On Thursday, November 29, 2012 2:41:16 PM UTC-6, vtadipatri wrote:
> 
> I'm not really that familiar with the different encoding types (UTF-8,
> 
> UTF-16, etc), but when I came across a strange <feff> character which
> 
> I think is related to what you're describing.
> 
>   I open up two files in gedit and they seem to contain the same exact
> 
> line. But in vim, there's a strange character at the beginning
> 
> "<feff>". It's not a string, because if I go to the beginning of the
> 
> line and hit 'x', it deletes the entire <feff>, indicating it's some
> 
> sort of special hidden character.
> 
>   What is this strange character?  In Vi's hex mode (%!xxd), I can see
> 
> there is a sequence of bits "efbbbf", and the rest of the file seems
> 
> to somehow be offset
> 

This strange character is the byte-order-mark ( 
http://en.wikipedia.org/wiki/Byte_order_mark ).
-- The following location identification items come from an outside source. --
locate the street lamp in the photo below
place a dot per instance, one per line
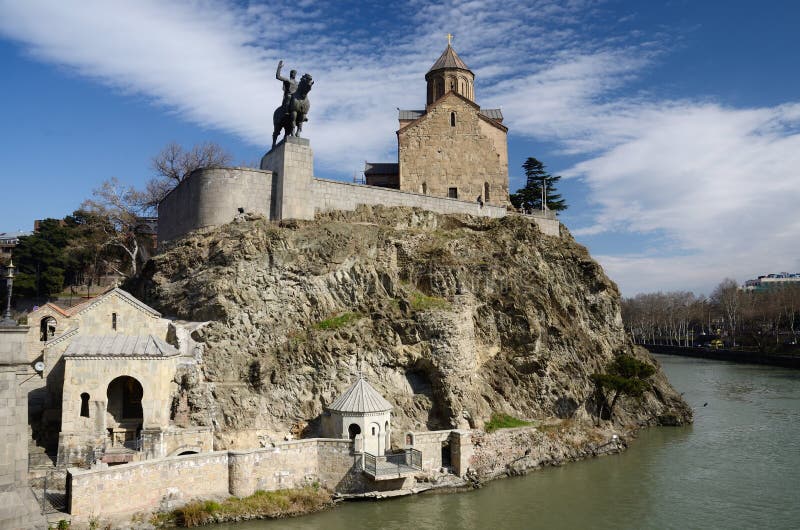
(7, 320)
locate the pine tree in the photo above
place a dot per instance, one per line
(530, 197)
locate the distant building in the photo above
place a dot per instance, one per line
(9, 240)
(770, 281)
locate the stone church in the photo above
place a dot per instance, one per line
(453, 148)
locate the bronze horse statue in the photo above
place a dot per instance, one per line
(291, 117)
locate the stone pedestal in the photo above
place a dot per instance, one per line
(292, 163)
(18, 507)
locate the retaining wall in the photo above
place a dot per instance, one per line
(169, 482)
(286, 189)
(335, 195)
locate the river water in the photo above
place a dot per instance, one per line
(738, 466)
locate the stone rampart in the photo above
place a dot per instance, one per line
(171, 481)
(335, 195)
(18, 507)
(214, 196)
(285, 189)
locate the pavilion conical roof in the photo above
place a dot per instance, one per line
(360, 398)
(449, 59)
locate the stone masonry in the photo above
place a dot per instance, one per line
(18, 507)
(454, 147)
(173, 481)
(292, 163)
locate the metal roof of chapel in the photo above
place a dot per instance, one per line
(360, 398)
(120, 346)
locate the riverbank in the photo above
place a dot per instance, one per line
(503, 453)
(720, 472)
(737, 356)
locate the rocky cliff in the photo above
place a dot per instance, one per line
(451, 318)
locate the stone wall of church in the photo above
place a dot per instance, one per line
(452, 147)
(93, 376)
(213, 196)
(172, 481)
(18, 507)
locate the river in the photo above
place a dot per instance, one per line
(738, 466)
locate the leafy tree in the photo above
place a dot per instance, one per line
(40, 261)
(626, 375)
(530, 197)
(174, 163)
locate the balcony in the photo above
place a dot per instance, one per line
(395, 465)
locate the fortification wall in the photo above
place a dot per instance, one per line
(213, 196)
(172, 481)
(335, 195)
(285, 189)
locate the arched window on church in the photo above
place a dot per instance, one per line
(85, 405)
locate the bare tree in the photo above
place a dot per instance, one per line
(174, 164)
(117, 208)
(729, 299)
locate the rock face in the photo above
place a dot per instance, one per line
(451, 318)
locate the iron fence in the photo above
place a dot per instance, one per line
(135, 444)
(405, 461)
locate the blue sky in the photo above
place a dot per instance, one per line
(675, 124)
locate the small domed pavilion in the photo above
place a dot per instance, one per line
(361, 410)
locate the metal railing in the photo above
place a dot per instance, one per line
(405, 461)
(135, 444)
(545, 214)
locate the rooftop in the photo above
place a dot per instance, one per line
(120, 346)
(361, 397)
(449, 59)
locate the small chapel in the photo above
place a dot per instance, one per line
(453, 148)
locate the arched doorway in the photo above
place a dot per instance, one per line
(125, 413)
(372, 440)
(47, 328)
(353, 430)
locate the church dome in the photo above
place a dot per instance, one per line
(450, 74)
(360, 398)
(449, 59)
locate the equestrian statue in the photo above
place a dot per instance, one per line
(294, 109)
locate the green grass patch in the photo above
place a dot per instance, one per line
(504, 421)
(423, 302)
(338, 321)
(261, 505)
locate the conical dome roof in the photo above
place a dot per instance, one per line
(360, 398)
(449, 59)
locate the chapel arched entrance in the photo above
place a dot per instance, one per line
(125, 415)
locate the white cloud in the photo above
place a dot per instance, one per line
(719, 183)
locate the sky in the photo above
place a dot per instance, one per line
(674, 124)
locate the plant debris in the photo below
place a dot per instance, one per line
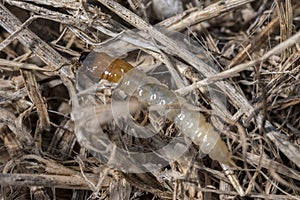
(250, 55)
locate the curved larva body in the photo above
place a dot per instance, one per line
(192, 123)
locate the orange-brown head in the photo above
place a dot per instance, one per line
(102, 66)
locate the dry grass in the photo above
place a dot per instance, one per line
(256, 45)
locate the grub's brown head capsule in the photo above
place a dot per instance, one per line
(103, 66)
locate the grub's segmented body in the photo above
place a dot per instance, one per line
(192, 123)
(149, 90)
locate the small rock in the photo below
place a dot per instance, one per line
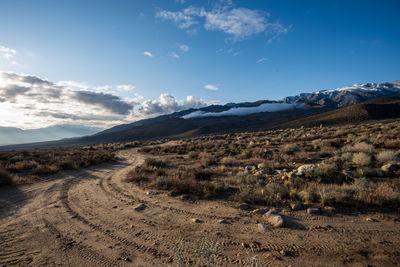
(188, 197)
(303, 169)
(248, 169)
(245, 245)
(223, 221)
(245, 206)
(140, 207)
(152, 193)
(260, 211)
(295, 206)
(329, 208)
(284, 252)
(348, 173)
(263, 227)
(173, 194)
(273, 218)
(313, 211)
(390, 167)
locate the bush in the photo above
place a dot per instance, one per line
(387, 156)
(291, 148)
(229, 161)
(151, 162)
(202, 175)
(5, 177)
(363, 147)
(361, 159)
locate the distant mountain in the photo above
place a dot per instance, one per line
(351, 104)
(347, 95)
(12, 135)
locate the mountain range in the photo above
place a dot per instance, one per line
(350, 104)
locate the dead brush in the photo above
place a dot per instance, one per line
(5, 177)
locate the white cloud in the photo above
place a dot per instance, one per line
(103, 88)
(125, 87)
(147, 53)
(29, 101)
(174, 55)
(6, 52)
(184, 47)
(211, 87)
(261, 60)
(73, 84)
(168, 104)
(241, 111)
(239, 23)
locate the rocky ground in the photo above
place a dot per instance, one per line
(91, 217)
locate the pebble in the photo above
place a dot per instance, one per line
(223, 221)
(140, 207)
(313, 211)
(263, 227)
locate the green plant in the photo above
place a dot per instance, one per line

The exact byte sequence you see 
indicates the file is in utf-8. Vim probably did not detect the file as utf-8.

Check that:
1. your Vim is compiled with multibyte support
2. your 'encoding' option is set AT THE VERY BEGINNING OF YOUR .VIMRC to utf-8
3. your 'fileencodings' option contains ucs-bom or utf-8 or both, before any 
8-bit encodings.

If these are all the case your Vim should automatically detect the utf-8 
fileencoding and the presence of a BOM, and set 'fenc' and 'bomb' appropriately.